Of course, they would answer that they didn’t have a choice. Theirs was a destiny that had to be fulfilled. In 1964, at the end of a lengthy letter to the court in his defense for having battled apartheid, Nelson Mandela wrote the following:
“During my lifetime, I have dedicated myself to this struggle of the African people. I have fought against white domination, and I have fought against black domination. I have cherished the ideal of a democratic and free society in which all persons live together in harmony and with equal opportunities. It is an ideal which I hope to live for and to achieve. But if needs be, it is an ideal for which I am prepared to die.”
Maybe those of us who would not risk our lives, do not identify with a cause so profoundly that we would die for it. But we might be surprised if put to the test. Possibly, we would die for other causes like the welfare of someone we love. Nevertheless, those who do risk all have a deep existential identification with their cause.
Why are we driven by a particular cause, belief, or commitment? Possibly, the answer lies in our soul’s purpose for which it was created. If we look at the Enneagram, we see that we were born a particular soul type. That soul type morphed into one of the ego types, but we came to earth in the soul. Perhaps our soul carries our deepest identifications, spiritual identity, purpose, and destiny.

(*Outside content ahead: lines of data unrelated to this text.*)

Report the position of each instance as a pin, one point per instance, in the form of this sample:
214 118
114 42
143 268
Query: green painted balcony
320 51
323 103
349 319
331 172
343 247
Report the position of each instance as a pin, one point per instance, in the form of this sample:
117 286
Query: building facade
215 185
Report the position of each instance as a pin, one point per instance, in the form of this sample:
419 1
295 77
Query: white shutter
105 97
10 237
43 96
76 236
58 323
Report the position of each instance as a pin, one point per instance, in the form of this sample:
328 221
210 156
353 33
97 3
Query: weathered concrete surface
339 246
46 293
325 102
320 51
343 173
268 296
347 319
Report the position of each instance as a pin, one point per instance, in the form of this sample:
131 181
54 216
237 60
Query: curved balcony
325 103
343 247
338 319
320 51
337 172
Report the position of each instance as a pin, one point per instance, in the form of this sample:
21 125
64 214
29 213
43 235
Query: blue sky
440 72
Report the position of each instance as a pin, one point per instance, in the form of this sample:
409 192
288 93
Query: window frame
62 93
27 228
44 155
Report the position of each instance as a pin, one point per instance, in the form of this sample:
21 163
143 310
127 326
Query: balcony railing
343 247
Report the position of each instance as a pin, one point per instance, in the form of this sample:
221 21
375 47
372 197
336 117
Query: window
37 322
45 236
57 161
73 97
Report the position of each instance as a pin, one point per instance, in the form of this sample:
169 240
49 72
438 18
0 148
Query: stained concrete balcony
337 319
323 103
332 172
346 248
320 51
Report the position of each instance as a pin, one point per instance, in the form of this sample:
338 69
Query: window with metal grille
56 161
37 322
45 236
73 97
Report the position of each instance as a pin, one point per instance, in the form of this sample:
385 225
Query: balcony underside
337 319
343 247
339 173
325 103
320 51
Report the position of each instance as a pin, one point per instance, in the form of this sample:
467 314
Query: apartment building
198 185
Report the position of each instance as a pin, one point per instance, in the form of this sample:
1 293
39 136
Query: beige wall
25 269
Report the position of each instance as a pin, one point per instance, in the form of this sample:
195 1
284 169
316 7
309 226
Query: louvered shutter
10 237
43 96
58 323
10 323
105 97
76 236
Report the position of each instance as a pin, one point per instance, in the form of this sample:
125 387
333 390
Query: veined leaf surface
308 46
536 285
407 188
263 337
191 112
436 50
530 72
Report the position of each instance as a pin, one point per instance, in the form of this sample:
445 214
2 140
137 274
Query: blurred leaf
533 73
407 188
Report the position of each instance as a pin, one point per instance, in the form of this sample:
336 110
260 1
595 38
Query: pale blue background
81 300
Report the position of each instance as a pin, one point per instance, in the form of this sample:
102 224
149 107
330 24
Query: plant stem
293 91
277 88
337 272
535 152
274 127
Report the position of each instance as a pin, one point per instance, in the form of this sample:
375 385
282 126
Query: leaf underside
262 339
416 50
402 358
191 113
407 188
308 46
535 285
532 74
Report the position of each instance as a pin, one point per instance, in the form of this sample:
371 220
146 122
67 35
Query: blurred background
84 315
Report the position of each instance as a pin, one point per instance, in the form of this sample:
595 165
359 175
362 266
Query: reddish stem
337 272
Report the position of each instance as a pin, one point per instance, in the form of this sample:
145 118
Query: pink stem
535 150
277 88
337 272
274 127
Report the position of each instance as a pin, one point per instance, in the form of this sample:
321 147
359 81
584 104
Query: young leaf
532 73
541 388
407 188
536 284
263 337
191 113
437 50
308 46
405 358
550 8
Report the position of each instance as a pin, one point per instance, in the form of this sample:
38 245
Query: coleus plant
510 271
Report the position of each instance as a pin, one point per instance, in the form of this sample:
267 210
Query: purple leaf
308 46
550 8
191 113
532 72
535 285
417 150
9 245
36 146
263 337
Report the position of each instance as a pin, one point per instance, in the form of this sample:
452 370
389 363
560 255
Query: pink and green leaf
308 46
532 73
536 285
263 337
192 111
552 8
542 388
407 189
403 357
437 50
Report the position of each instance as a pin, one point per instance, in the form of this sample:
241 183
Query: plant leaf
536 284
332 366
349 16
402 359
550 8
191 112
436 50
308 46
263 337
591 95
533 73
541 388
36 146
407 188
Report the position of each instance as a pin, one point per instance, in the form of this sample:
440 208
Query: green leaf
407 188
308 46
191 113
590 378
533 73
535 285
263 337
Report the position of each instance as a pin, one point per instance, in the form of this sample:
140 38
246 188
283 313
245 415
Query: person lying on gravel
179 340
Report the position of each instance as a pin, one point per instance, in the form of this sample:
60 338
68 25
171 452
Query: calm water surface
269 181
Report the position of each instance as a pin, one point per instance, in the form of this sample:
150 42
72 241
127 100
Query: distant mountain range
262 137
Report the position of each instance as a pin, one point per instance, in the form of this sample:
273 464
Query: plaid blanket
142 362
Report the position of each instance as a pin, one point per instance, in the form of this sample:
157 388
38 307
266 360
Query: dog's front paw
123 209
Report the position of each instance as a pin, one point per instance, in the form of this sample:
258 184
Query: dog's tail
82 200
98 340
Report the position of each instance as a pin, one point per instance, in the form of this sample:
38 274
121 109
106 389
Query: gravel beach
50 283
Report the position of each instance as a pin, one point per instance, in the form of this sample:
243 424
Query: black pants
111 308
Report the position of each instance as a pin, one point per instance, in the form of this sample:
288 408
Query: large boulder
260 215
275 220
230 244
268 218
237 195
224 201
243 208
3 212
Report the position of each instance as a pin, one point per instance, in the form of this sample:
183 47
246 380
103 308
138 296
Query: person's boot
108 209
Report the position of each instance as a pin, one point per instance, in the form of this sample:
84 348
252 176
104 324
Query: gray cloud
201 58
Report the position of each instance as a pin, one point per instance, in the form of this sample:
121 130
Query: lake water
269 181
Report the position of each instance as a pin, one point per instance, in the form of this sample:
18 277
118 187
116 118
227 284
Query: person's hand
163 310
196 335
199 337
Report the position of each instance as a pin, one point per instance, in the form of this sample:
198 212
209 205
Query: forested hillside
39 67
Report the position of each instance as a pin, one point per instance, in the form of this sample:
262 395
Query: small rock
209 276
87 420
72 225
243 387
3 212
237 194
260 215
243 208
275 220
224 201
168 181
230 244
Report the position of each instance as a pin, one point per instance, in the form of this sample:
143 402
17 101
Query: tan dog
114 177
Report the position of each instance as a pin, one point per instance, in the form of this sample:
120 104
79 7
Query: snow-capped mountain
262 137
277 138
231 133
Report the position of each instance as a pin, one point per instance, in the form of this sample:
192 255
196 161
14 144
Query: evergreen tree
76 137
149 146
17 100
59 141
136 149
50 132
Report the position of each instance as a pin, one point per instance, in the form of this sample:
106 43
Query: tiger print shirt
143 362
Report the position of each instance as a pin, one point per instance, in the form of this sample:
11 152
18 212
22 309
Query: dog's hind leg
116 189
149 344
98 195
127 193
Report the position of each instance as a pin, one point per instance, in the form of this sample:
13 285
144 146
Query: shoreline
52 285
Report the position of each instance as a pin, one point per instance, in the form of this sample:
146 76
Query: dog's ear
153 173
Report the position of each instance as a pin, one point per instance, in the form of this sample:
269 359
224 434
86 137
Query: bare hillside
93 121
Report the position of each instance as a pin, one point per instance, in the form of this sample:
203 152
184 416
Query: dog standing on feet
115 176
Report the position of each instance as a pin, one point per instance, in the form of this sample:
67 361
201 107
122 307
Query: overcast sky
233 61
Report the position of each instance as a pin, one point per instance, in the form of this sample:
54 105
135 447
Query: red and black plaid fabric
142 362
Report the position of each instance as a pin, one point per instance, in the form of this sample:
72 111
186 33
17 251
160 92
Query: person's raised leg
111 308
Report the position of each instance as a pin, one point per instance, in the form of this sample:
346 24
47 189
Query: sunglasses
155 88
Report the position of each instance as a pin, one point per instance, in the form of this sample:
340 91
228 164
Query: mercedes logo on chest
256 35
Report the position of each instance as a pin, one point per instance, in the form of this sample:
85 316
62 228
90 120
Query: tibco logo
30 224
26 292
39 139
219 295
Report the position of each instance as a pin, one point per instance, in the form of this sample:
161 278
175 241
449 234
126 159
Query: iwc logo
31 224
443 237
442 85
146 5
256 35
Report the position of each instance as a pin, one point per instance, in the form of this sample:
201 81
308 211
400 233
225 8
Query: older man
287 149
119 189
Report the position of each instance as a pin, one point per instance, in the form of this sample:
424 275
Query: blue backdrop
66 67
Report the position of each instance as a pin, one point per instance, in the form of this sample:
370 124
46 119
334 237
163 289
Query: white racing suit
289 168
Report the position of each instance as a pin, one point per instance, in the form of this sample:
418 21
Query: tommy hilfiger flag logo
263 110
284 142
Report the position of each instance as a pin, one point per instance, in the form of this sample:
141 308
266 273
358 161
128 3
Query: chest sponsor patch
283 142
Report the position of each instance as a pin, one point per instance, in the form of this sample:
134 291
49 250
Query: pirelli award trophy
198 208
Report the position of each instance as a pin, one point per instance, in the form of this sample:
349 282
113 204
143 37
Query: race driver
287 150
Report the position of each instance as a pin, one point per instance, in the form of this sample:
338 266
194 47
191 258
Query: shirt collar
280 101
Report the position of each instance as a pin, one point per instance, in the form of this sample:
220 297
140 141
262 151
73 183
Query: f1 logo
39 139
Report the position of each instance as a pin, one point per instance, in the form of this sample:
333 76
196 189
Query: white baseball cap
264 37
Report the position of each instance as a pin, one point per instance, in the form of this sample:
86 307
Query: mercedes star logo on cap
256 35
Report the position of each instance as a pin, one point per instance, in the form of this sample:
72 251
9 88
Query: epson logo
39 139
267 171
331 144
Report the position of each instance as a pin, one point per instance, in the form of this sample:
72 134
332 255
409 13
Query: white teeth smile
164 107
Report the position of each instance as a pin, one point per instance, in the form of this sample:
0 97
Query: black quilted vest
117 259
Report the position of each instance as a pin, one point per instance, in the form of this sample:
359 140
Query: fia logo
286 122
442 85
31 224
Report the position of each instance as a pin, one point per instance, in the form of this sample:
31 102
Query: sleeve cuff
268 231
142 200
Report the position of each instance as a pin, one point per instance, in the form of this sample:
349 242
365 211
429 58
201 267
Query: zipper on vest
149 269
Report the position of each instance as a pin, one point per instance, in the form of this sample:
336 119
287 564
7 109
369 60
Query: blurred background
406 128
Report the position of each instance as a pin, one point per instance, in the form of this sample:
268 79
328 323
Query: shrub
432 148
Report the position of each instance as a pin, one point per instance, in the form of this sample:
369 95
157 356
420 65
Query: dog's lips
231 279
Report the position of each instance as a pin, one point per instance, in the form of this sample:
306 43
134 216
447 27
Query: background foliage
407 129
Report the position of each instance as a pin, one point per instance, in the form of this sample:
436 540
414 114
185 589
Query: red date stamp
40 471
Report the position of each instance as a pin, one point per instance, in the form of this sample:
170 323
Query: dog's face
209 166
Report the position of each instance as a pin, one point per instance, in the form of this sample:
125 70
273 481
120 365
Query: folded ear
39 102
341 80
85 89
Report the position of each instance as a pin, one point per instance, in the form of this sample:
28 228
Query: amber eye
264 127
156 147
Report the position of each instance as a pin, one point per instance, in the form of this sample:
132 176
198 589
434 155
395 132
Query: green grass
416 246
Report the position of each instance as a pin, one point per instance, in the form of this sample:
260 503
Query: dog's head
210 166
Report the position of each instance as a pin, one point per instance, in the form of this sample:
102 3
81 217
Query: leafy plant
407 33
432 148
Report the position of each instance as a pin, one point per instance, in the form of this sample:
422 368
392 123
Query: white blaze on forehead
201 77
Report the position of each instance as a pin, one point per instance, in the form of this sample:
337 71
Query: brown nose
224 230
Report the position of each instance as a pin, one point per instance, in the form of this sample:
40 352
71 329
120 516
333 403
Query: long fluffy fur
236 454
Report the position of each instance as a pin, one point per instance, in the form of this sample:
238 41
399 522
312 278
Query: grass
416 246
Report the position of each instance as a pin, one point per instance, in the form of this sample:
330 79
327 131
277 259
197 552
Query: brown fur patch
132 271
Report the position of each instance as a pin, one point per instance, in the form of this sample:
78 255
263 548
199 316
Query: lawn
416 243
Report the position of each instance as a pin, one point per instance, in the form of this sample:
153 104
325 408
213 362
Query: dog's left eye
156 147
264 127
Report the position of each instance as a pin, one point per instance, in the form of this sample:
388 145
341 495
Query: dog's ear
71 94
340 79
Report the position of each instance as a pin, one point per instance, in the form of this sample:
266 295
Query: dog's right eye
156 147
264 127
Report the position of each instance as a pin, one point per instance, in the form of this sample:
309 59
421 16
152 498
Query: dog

In support of this supposition, Jungian analyst James Hillman, in his work The Soul’s Code, gives examples of how people choose their lives and commitments. Hillman maintains that we may be products of genetics and the environment, but something more profound guides us from birth onwards. He says the soul carries the blueprints for our life. He further says that our modern society resists the notion that our soul is our most vital guide. When dominated by the culture, we tend to do and be what the culture dictates. Such is the path of least resistance. To live consciously sometimes requires us to live differently from our culture’s norm.
But the soul knows who and what we are more profoundly than any cultural prescription. Sometimes, we must go beneath the cultural crust to come to terms with our most authentic nature, our essence, our soul, and the destiny it holds. Our soul’s destiny is beyond judgment.
Spiritual practice: As you inspect your life, do you feel family and society programmed you to become who you are? Or do you feel your soul guided you to be who you are now? Reflect on your answers.
Self-inquiry: Why would you feel Ok about not judging yourself harshly because your soul’s code doesn’t include dying for a cause?
Dear God, “Show me the hidden things. Take me down to the spring of my life and tell me my nature and my name.” Amen (My prayer today is a line from the Gathering Prayer by George Appleton.)